Cell-free DNA - a promising biomarker
The detection and genetic analysis of circulating cell-free DNA (cfDNA) in plasma may provide a promising dynamic biomarker that can distinguish cancer patients from other patients with non-neoplastic disease.
The team at the Leicester ECMC led by Professor Jacqui Shaw is developing technology for the extraction and analysis of cell-free DNA from plasma as a marker for different mutations and disease burden in a number of different cancers. In this particular study the team investigate cfDNA as a biomarker to identify breast cancer patients who will relapse with metastatic disease.

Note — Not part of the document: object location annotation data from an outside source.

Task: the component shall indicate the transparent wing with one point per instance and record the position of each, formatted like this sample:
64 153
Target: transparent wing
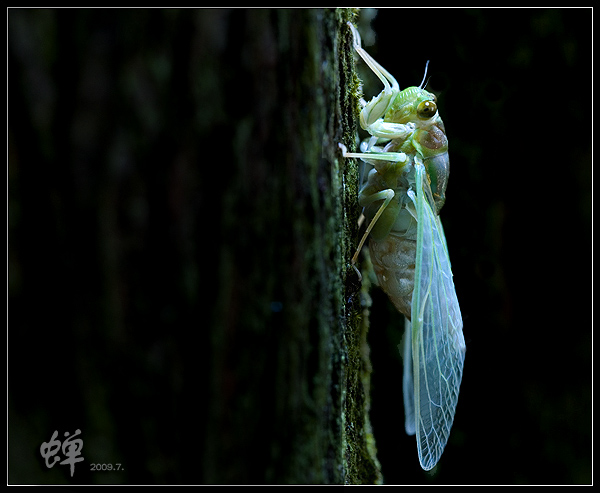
438 345
408 389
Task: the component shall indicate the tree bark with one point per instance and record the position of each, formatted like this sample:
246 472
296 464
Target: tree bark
180 229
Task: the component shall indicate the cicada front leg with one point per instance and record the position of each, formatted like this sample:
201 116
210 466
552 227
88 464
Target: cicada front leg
378 106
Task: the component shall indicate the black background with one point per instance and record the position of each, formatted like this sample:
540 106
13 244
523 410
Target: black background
514 91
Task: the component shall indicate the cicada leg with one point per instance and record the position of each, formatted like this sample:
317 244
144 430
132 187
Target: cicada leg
379 105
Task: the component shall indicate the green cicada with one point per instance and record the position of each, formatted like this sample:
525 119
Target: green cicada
402 199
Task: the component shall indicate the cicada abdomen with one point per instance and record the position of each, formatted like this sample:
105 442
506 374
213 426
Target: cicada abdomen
393 260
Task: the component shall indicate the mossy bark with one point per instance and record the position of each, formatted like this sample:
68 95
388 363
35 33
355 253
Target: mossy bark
182 168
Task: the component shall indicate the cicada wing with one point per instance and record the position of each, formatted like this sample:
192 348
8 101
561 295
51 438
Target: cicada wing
438 345
408 388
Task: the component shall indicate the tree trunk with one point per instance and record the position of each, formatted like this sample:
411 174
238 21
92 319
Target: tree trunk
180 229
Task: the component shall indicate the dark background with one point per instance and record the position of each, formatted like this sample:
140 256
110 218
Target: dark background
514 91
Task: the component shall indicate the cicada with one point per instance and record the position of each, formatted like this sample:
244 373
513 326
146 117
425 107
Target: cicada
402 199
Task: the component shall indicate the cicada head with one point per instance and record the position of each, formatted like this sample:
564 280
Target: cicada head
413 105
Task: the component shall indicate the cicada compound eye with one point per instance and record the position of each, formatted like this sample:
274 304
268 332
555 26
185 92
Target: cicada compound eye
426 110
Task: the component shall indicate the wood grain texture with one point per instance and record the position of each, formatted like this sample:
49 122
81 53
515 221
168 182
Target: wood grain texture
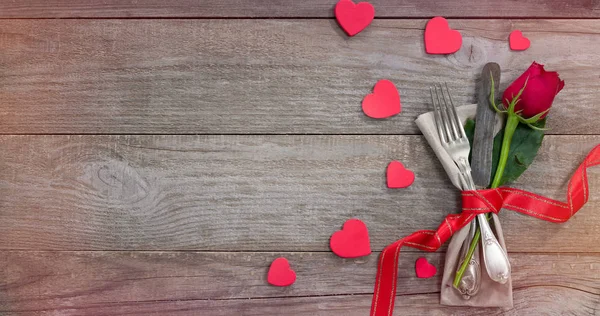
305 8
67 279
190 283
266 76
254 193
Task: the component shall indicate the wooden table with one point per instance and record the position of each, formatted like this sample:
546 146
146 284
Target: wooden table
156 156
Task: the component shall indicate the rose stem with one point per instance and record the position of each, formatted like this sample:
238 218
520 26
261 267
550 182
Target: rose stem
511 126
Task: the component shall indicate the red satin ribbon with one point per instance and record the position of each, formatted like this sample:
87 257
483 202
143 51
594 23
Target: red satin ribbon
479 202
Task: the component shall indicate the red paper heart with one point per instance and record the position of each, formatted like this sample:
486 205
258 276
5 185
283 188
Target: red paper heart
353 18
383 102
424 269
440 39
280 273
398 176
352 241
517 41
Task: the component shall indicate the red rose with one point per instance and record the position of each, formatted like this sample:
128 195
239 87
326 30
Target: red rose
542 86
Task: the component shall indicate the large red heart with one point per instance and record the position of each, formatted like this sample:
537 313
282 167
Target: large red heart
398 176
354 18
352 241
440 39
383 102
517 41
280 273
424 269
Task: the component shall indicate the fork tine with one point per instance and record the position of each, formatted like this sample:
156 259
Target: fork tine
437 116
449 116
455 115
444 114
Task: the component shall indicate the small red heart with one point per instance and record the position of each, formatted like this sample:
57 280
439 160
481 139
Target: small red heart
424 269
398 176
354 18
383 102
280 273
440 38
352 241
517 41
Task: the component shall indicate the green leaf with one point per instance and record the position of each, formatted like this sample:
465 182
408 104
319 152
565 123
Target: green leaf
523 149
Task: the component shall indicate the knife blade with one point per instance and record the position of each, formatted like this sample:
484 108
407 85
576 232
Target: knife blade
483 140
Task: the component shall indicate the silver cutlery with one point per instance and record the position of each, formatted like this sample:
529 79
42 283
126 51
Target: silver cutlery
455 142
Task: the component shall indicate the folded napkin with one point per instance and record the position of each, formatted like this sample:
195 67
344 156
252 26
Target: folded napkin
491 294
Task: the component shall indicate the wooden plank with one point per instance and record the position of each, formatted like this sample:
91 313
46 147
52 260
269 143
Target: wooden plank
533 300
306 8
266 77
254 193
70 279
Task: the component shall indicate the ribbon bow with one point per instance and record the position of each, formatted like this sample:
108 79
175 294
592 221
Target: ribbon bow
479 202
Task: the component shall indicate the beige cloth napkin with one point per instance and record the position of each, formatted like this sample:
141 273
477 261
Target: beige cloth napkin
491 294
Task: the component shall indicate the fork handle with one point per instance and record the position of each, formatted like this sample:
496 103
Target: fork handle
495 258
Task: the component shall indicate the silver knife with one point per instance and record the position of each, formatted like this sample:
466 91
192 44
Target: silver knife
481 164
483 140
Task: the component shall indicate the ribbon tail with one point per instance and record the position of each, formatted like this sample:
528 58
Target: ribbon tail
387 270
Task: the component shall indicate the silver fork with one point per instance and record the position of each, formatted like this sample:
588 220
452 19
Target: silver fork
455 142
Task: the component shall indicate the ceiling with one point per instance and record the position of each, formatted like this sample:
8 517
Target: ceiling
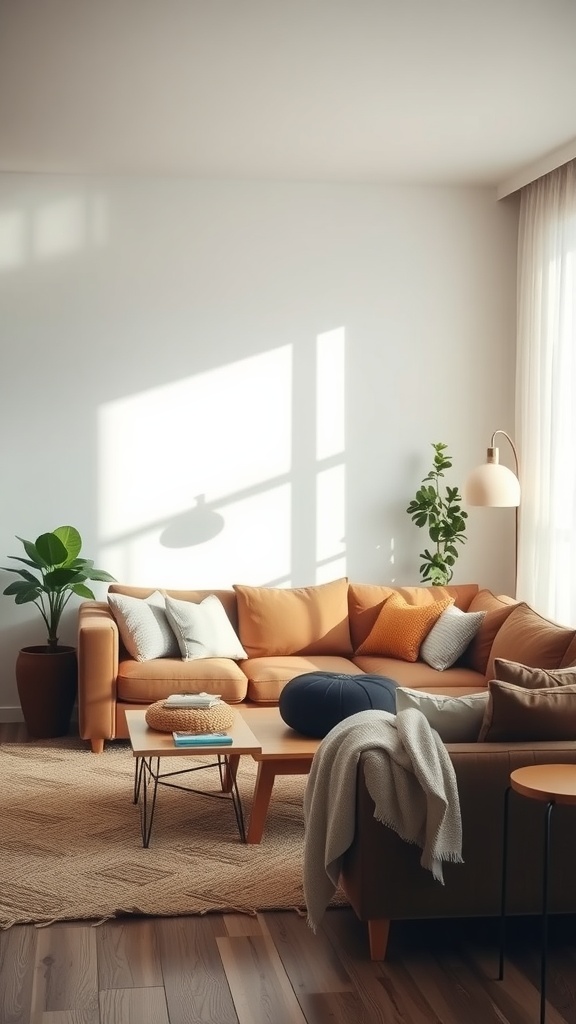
440 91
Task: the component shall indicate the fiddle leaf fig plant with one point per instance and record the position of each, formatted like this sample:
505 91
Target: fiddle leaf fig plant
441 511
59 573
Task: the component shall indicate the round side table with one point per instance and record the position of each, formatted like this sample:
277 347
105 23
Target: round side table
551 784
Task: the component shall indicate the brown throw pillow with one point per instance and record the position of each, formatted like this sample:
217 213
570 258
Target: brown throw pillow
276 621
530 639
515 714
523 675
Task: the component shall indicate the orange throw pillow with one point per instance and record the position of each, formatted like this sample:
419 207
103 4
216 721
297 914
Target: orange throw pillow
401 628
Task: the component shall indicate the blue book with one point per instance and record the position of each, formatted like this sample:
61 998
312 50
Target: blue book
201 738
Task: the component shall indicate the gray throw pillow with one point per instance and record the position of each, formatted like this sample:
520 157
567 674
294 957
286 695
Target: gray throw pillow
144 627
457 720
449 637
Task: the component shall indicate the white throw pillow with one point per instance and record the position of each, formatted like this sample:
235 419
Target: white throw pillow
449 637
144 627
457 720
203 630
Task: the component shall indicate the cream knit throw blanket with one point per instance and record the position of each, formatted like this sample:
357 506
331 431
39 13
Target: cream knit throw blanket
411 779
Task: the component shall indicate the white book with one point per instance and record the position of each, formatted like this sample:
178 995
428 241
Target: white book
192 700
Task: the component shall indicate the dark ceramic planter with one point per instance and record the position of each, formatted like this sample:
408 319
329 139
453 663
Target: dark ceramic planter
47 681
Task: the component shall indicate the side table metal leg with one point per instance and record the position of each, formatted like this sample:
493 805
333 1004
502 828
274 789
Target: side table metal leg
138 770
544 950
147 817
236 799
504 884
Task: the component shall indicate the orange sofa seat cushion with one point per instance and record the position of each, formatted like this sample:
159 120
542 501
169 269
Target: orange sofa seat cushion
146 682
401 628
299 621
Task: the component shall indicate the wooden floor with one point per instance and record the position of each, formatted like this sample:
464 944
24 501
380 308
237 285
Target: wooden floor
272 969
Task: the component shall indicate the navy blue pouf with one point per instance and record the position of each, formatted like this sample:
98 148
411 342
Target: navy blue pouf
315 702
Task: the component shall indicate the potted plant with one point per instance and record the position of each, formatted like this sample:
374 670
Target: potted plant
443 514
46 675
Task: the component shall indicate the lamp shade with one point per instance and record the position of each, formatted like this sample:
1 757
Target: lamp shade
492 484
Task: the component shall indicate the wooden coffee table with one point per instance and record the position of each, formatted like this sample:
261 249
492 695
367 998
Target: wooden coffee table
149 747
282 752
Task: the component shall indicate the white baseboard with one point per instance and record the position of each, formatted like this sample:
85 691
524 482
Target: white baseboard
11 714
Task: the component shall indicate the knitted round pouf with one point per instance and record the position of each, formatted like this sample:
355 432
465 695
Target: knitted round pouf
315 702
214 719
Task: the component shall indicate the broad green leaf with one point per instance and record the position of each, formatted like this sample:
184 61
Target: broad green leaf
71 540
51 550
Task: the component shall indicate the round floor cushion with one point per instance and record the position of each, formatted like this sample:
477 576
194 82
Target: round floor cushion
315 702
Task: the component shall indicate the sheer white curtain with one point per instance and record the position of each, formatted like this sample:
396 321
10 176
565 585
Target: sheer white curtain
545 399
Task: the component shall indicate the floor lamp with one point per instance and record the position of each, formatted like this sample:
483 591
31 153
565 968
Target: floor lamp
495 485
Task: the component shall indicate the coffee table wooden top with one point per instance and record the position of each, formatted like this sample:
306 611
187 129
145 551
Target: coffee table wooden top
278 740
147 742
546 782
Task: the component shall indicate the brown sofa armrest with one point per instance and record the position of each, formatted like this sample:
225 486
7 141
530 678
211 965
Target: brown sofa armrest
97 672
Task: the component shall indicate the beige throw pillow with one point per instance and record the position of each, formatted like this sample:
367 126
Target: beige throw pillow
515 714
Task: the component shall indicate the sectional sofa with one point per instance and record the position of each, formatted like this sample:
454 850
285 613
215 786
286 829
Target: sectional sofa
336 628
287 632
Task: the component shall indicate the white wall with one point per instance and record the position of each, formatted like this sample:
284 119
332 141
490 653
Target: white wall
288 352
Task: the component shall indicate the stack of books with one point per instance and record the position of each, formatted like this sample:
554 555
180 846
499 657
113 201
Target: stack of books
201 738
202 700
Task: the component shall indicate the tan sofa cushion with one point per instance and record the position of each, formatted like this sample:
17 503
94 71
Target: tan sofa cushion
515 714
419 676
268 676
366 600
497 610
530 639
400 628
145 682
299 621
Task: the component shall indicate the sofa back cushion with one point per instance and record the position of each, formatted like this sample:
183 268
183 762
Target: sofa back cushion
366 600
276 622
497 610
530 639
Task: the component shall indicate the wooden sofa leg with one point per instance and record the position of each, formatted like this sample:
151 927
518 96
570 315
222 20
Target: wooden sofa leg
378 931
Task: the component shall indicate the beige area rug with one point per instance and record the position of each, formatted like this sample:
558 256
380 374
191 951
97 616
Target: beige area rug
71 845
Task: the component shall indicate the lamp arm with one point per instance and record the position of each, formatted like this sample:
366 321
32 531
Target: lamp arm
511 443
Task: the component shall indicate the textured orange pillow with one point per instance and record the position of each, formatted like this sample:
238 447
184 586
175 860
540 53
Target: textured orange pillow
515 714
276 622
365 602
400 628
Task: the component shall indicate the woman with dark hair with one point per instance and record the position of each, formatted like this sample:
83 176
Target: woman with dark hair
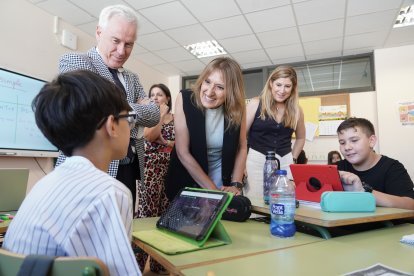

The potentially long interval between resection of primary tumours and relapse suggests a period of dormancy, where there is growth restriction of unseen micrometastases. It is well established that treatment is more effective when given before overt metastatic disease develops, which highlights the need for sensitive markers of minimal disease. A number of classical factors (e.g., type, grade, node status, and hormone receptor status) and prognostic and predictive markers (e.g., HER2, Ki-67) are used to determine individual risk, but these are assessed in the primary tumour removed by surgery and are not useful in monitoring minimal disease. Moreover, genetic changes can occur between metastases and the primary tumour.
Copy number (CN) variations (CNVs) are amplified or deleted regions of the genome, of variable size, which are recognized as a major source of normal human genome variability and contribute significantly to phenotypic variation. In this particular study
CNVs found in cfDNA in patients’ plasma mirrored those found in the primary tumour indicating this is a promising marker to predict breast cancer patients who may relapse.
The team at the Leicester ECMC are now leading a UK-wide consensus on standards and priority areas for research in cfDNA across a number of cancers including an ECMC-funded review of all studies in this area to identify opportunities and gaps in knowledge and a sample sharing study to help standardise collection and analysis across centres.